Note first that these points suggest that the increased use of performance based pay for health care organizations' top managers may explain why many health care organizations actually perform so badly, and point 4 may help explain why pay for performance may actually help increase health care corruption.  

Note further that pay for performance (P4P) for health care professionals has been strongly pushed by many health policy experts, yet all these points also seem applicable to that usage.

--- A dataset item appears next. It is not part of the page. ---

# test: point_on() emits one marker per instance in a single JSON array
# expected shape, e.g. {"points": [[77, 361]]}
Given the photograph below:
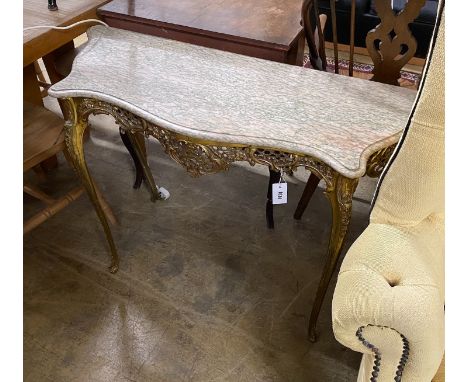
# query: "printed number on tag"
{"points": [[280, 193]]}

Conclusion - Change Will be Resisted

So even when non-profit hospitals and hospital systems perform poorly, their executives continue to receive ever greater remuneration.  The executives, their public relations flacks, and their often compliant boards of trustees continue to cite the same stale talking points to justify their pay.  Yet these talking points are based on market fundamentalist theory and business school dogma whose credibility is increasingly challenged.  In the absence of anyone willing to confront them with these criticisms, the apologists for soaring health care executive pay continue to prattle their tired talking points.    

Meanwhile, as corporate governance expert Robert A G Monks said in a 2014 interview,
Chief executive officers' pay is both the symptom and the disease.

Also,
CEO pay is the thermometer. If you have a situation in which, essentially, people pay themselves without reference to history or the value added or to any objective criteria, you have corroboration of... We haven't fundamentally made progress about management being accountable.

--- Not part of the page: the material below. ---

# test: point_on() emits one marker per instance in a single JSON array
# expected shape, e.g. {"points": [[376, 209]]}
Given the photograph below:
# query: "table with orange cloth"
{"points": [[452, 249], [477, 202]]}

Moreover, top health care executives' power to make warm personal gestures to themselves correlates with the ability to defend this power, per Mr Monks,
People with power are very reluctant to give it up. While all of us recognize the problem, those with the power to change it like things the way they are.
So I expect that many hospital and health system CEOs, like leaders of other big health care organizations, may talk about health care reform, but will avoid talking about, and will likely oppose attempts at real reform using their command of their organizations' marketers, public relations flacks, lobbyists, and lawyers.

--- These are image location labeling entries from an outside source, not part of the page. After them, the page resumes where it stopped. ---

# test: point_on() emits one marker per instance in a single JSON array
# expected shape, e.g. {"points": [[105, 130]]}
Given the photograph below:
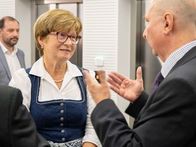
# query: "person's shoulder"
{"points": [[20, 51], [10, 94]]}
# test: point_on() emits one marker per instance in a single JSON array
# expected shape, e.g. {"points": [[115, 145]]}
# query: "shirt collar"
{"points": [[5, 50], [38, 69]]}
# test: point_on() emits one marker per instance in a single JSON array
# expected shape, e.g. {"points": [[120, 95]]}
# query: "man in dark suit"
{"points": [[11, 58], [17, 128], [167, 117]]}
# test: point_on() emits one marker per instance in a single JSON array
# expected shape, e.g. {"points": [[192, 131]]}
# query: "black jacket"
{"points": [[166, 118], [17, 128]]}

We need true health care reform that would enable leadership that understands the health care context, upholds health care professionals' values, and puts patients' and the public's health ahead of extraneous, particularly short-term financial concerns. We need health care governance that holds health care leaders accountable, and ensures their transparency, integrity and honesty.  What we will get is endless resistance to such reform from those who personally profit from the current dysfunctional, and increasingly corrupt system.